The place to start is to determine your fitness level. Begin by asking these questions:
- How much time do you spend sitting?
- How much time and how often are you active?
- When you’re active, what kinds of activities are you doing?
Here are five ways you can test your own fitness:
- Measure your endurance by picking a fixed course – once around the block or from one end of the mall to the other. Time how long it takes you to walk it.
- Test your upper-body strength by how many arm curls you can do safety in two minutes.
- Test your lower-body strength by how many times you can stand from a seated position safety in two minutes.
- Test your balance by seeing how long you can safely stand on one foot. (Stand next to something sturdy that you can hold onto if you lose your balance.)
- Test your flexibility by sitting toward the front of a sturdy chair, and stretching one leg straight out in front of you with your heel on the floor and your toes pointing up. Bend the other leg and place your foot flat on the floor. Slowly bend from your hips and reach as far as you can toward the toes of your outstretched foot. How far can you reach before you feel a stretch?
Write down your results. If these exercises were hard to do, just do what’s comfortable and slowly build up. If they were easy, you know your level of fitness is higher. You can be more ambitious and challenge yourself. You can do these simple fitness tests once a month, and measure your progress at each session.

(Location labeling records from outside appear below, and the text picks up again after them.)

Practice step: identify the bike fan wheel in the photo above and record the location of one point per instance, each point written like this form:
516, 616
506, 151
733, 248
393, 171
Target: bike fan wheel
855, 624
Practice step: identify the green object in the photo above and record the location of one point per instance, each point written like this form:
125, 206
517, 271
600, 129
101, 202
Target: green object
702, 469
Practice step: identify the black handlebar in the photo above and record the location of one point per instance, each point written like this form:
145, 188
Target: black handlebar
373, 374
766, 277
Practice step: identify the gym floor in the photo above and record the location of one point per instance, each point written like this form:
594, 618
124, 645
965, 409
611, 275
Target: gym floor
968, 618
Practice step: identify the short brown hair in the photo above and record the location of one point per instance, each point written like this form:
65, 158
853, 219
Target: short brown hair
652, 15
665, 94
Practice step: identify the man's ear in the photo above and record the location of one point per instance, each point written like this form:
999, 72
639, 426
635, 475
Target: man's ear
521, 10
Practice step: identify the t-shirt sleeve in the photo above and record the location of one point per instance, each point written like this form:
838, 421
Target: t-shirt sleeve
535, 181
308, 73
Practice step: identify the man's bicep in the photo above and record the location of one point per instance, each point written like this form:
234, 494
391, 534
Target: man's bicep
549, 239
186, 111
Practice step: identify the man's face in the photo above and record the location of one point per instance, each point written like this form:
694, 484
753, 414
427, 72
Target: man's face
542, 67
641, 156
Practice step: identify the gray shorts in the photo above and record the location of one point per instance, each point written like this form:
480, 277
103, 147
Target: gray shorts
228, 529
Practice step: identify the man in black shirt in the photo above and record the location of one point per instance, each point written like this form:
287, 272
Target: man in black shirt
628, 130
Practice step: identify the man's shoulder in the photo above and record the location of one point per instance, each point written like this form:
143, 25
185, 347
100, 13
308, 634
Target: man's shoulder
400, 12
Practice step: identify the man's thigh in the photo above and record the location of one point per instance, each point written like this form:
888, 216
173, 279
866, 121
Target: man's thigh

Muscle soreness lasting a few days and slight fatigue are normal after doing muscle-building exercises, at least at first. After doing these exercises for a few weeks, you will probably not be sore after your workout. For some exercises, you may want to start alternating arms and work your way up to using both arms at the same time. Breathe out as you lift or push, and breathe in as you relax. Don’t hold your breath during strength exercises. Holding your breath while straining can cause changes in blood pressure. Breathe in slowly through your nose and breathe out slowly through your mouth. Talk with your doctor if you are unsure about doing a particular exercise, especially if you’ve had hip or back surgery.
Safety during exercises is always important. Walk during the day or in well-lit areas at night, and be aware of your surroundings. To prevent injuries, be sure to use safety equipment. If you are exercising outdoors, dress in layers so you can add or remove clothes if you get cold or hot. Drink plenty of liquids when doing any activity that makes you sweat. Before and after you exercise, do a little light activity to warm up and cool down.
Each year, more than two million older Americans go to the emergency room because of fall-related injuries. You can learn exercises that will improve your balance and make you steadier on your feet. See pictures and short videos of any of these exercises, plus get more fitness tips, by going to the NIA website: go4life.nia.nih.gov/exercises. “Go4Life,” an exercise and physical activity campaign from the NIA, is designed to help you fit exercise and physical activity into your daily life.